We took the steep, most direct route back to our waiting driver, straight down the hill – a route I cannot recommend. Then it was a nice drive back the way we came toward Tbilisi. We could enjoy more fabulous mountain views from the comfort of the Mercedes.
Although the light was fading a little by the time we got to Mtskheta (20km from Tbilisi) we had time to see the Jvari Church on the hilltop and the Svetitskhoveli Cathedral in town. Mtskheta has been Georgia’s spiritual heart since Christianity was established here in about 327. It was once the capital of most of eastern Georgia from about the 3rd century BCE until the 5th century CE, when King Vakhtang Gorgasali switched his base to Tbilisi, not that far away. But it has kept its status as a spiritual capital and most of the important ceremonies of the Georgian Orthodox Church are held here.
First we headed up the hill to Jvari Church, which to many Georgians is considered the holiest of holies. Visible for miles up on the hilltop overlooking Mtskheta, Jvari stands where King Mirian erected a wooden cross soon after his conversion by St Nino in the 4th century. Between 585 and 604 Stepanoz I, the duke of Kartli, constructed the church over the cross. The octagonal base of the cross is still in the church, preserved in the centre. I was really disappointed that the church was closed when we visited so we couldn’t go in.
The views up the river valley from where we’d come and the views over Mtskheta and the confluence of the Aragvi and Mtkvari rivers were spectacular. The sun was setting and the place was just beautiful.
From Jvari we had to cross a river and then cross again to get to Mtskheta and its famous Svetitskhoveli Cathedral, a large, grand building from the 11th century. The Cathedral was a popular place, perhaps especially because it was Palm Sunday. There were many people around the beautiful stone building, outside and in.
Christ’s robe is believed to lie beneath the central nave (!). The story is told in the Lonely Planet Guide for Georgia and I quote from page 58:
” The story goes that a Mtskheta Jew, Elioz, was in Jerusalem at the time of Jesus’ Crucifixion and returned with the robe to Mtskheta. His sister Sidonia took it from him and immediately died in a passion of faith. The robe was buried with her and as years passed, people forgot the exact site. When King Mirian built the first church at Mtskheta in the 4th century, the wooden column designed to stand in its centre could not be raised from the ground. But after an all-night prayer vigil by St Nino, the column miraculously moved of its own accord to the robe’s burial site. The column subsequently worked many miracles and Svetitskhoveli means ‘Life-Giving Column’.”
A stone church replaced Mirian’s wooden one in the 5th century and the current building was built between 1010 and 1029. Several Georgian monarchs are buried here.
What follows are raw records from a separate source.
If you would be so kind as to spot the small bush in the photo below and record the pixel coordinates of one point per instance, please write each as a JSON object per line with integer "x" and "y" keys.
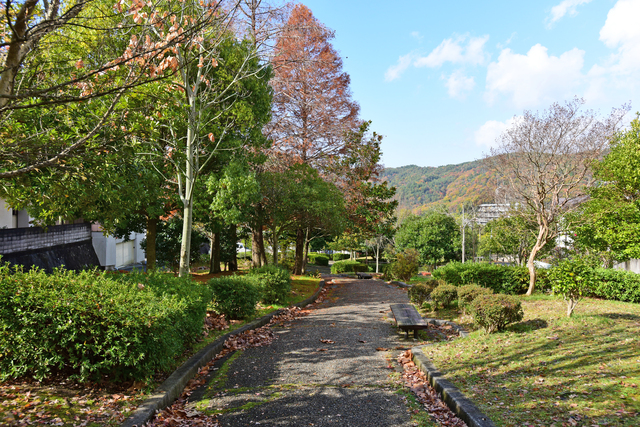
{"x": 339, "y": 267}
{"x": 274, "y": 282}
{"x": 467, "y": 293}
{"x": 127, "y": 326}
{"x": 406, "y": 264}
{"x": 421, "y": 292}
{"x": 573, "y": 279}
{"x": 443, "y": 295}
{"x": 235, "y": 296}
{"x": 319, "y": 259}
{"x": 494, "y": 312}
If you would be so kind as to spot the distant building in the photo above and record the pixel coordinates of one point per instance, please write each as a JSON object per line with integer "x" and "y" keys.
{"x": 490, "y": 211}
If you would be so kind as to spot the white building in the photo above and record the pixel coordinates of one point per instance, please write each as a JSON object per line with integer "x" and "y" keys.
{"x": 112, "y": 253}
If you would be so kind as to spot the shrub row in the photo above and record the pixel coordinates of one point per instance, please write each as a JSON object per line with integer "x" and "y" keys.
{"x": 500, "y": 279}
{"x": 91, "y": 324}
{"x": 617, "y": 285}
{"x": 319, "y": 259}
{"x": 236, "y": 296}
{"x": 348, "y": 266}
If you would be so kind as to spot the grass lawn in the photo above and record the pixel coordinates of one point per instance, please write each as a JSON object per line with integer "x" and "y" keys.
{"x": 59, "y": 401}
{"x": 550, "y": 370}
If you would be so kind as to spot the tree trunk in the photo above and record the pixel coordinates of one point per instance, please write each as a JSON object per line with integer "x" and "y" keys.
{"x": 233, "y": 262}
{"x": 215, "y": 253}
{"x": 541, "y": 240}
{"x": 256, "y": 237}
{"x": 274, "y": 246}
{"x": 300, "y": 238}
{"x": 185, "y": 247}
{"x": 152, "y": 224}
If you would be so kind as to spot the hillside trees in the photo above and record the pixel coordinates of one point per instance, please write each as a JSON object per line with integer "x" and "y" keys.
{"x": 63, "y": 61}
{"x": 609, "y": 223}
{"x": 546, "y": 160}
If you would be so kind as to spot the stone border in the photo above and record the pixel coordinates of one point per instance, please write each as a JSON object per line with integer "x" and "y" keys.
{"x": 455, "y": 400}
{"x": 173, "y": 386}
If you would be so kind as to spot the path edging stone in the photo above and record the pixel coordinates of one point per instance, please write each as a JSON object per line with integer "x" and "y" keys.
{"x": 173, "y": 386}
{"x": 455, "y": 400}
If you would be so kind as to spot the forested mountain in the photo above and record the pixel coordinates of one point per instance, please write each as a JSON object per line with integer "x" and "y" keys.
{"x": 419, "y": 188}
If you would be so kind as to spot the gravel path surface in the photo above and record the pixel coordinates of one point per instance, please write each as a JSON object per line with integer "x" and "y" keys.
{"x": 301, "y": 381}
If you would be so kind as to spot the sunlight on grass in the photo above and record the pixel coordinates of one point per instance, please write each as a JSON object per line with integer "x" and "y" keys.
{"x": 550, "y": 369}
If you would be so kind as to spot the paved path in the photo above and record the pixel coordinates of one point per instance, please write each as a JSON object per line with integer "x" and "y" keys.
{"x": 292, "y": 383}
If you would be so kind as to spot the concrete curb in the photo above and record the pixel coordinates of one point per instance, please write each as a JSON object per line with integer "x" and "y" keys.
{"x": 173, "y": 386}
{"x": 455, "y": 400}
{"x": 400, "y": 284}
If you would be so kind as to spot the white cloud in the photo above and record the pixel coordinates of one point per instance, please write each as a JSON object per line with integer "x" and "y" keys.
{"x": 535, "y": 78}
{"x": 454, "y": 51}
{"x": 416, "y": 35}
{"x": 459, "y": 85}
{"x": 565, "y": 7}
{"x": 395, "y": 71}
{"x": 622, "y": 31}
{"x": 489, "y": 133}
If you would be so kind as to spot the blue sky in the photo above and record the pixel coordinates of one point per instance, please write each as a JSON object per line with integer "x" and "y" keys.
{"x": 442, "y": 79}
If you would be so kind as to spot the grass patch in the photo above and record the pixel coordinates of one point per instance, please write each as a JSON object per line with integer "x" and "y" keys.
{"x": 550, "y": 369}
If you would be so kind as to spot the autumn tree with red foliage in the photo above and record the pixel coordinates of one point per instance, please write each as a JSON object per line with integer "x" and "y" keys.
{"x": 312, "y": 106}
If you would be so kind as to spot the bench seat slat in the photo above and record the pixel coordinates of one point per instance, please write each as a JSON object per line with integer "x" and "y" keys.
{"x": 408, "y": 318}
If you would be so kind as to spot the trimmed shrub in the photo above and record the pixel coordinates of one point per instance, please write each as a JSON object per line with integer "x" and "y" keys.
{"x": 235, "y": 296}
{"x": 493, "y": 312}
{"x": 443, "y": 295}
{"x": 127, "y": 326}
{"x": 319, "y": 259}
{"x": 467, "y": 293}
{"x": 421, "y": 292}
{"x": 406, "y": 264}
{"x": 340, "y": 257}
{"x": 504, "y": 279}
{"x": 618, "y": 285}
{"x": 274, "y": 282}
{"x": 339, "y": 267}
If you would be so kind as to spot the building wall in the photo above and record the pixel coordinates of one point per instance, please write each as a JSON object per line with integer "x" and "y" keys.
{"x": 33, "y": 238}
{"x": 7, "y": 218}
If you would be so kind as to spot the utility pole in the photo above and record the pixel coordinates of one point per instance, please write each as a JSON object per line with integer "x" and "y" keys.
{"x": 463, "y": 227}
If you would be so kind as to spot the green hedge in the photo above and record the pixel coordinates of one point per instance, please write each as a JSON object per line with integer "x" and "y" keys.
{"x": 617, "y": 285}
{"x": 319, "y": 259}
{"x": 274, "y": 282}
{"x": 90, "y": 324}
{"x": 500, "y": 279}
{"x": 348, "y": 266}
{"x": 235, "y": 296}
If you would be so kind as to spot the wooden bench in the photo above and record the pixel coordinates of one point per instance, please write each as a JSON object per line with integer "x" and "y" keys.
{"x": 407, "y": 318}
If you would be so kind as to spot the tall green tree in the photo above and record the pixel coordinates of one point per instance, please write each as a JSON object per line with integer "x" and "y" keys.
{"x": 433, "y": 235}
{"x": 608, "y": 224}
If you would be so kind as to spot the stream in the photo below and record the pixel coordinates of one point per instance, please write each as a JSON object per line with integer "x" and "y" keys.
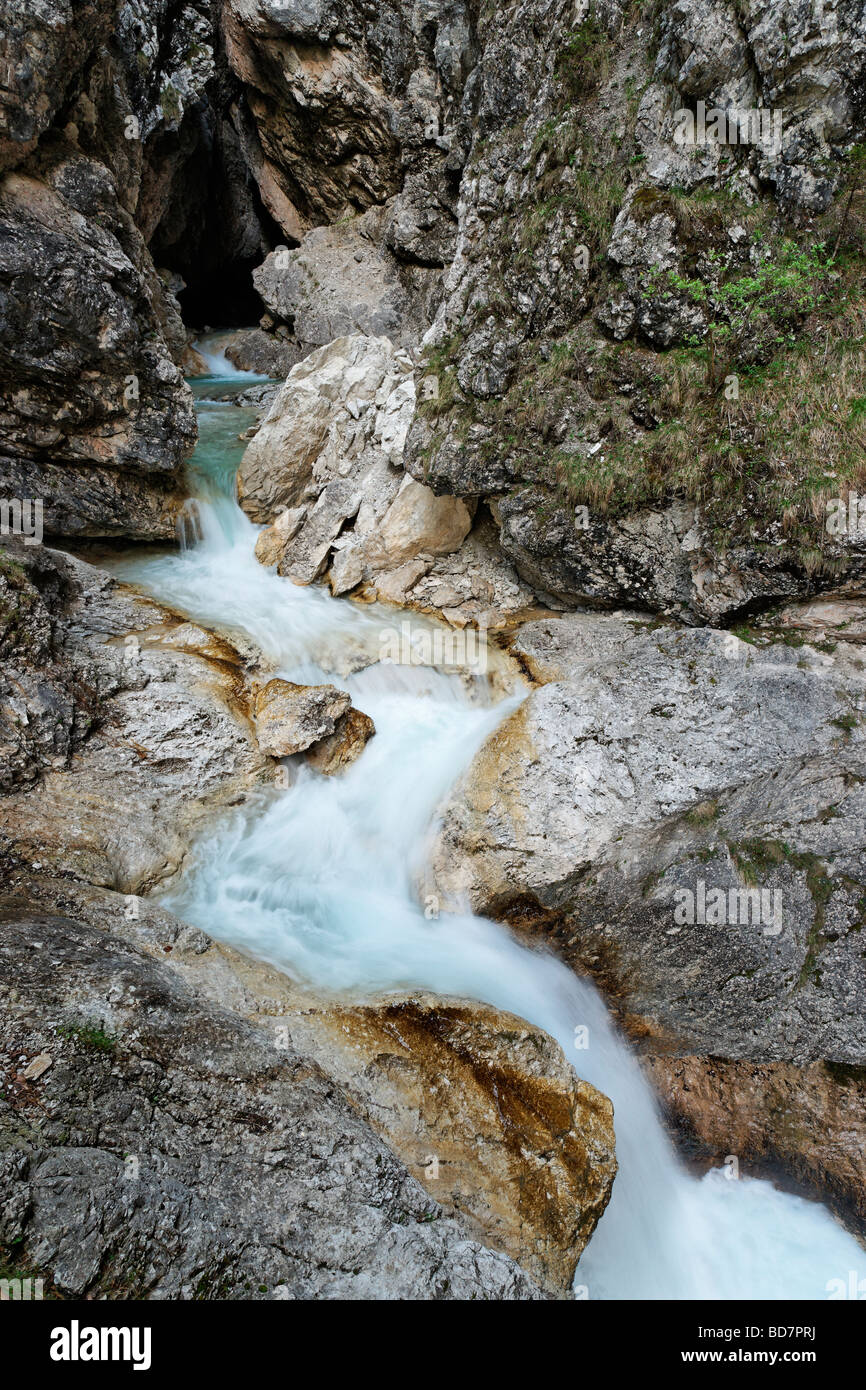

This was a truly wonderful day trip – absolutely stunning scenery and the interesting fortress and significant churches along the way added to it too. You could of course do the Mtskheta trip using public transport from Tbilisi as it is quite close. There are marshutkas (minivans) going from Tbilisi all they way to Kazbegi (stopping at Ananuri fortress too), but I recommend a private driver. You can stop and take pictures, have loo stops, visit points of interest where and when you like with your own driver, not worrying if the next marshutka is coming in 5 minutes or 5 hours. We certainly felt it was money well spent.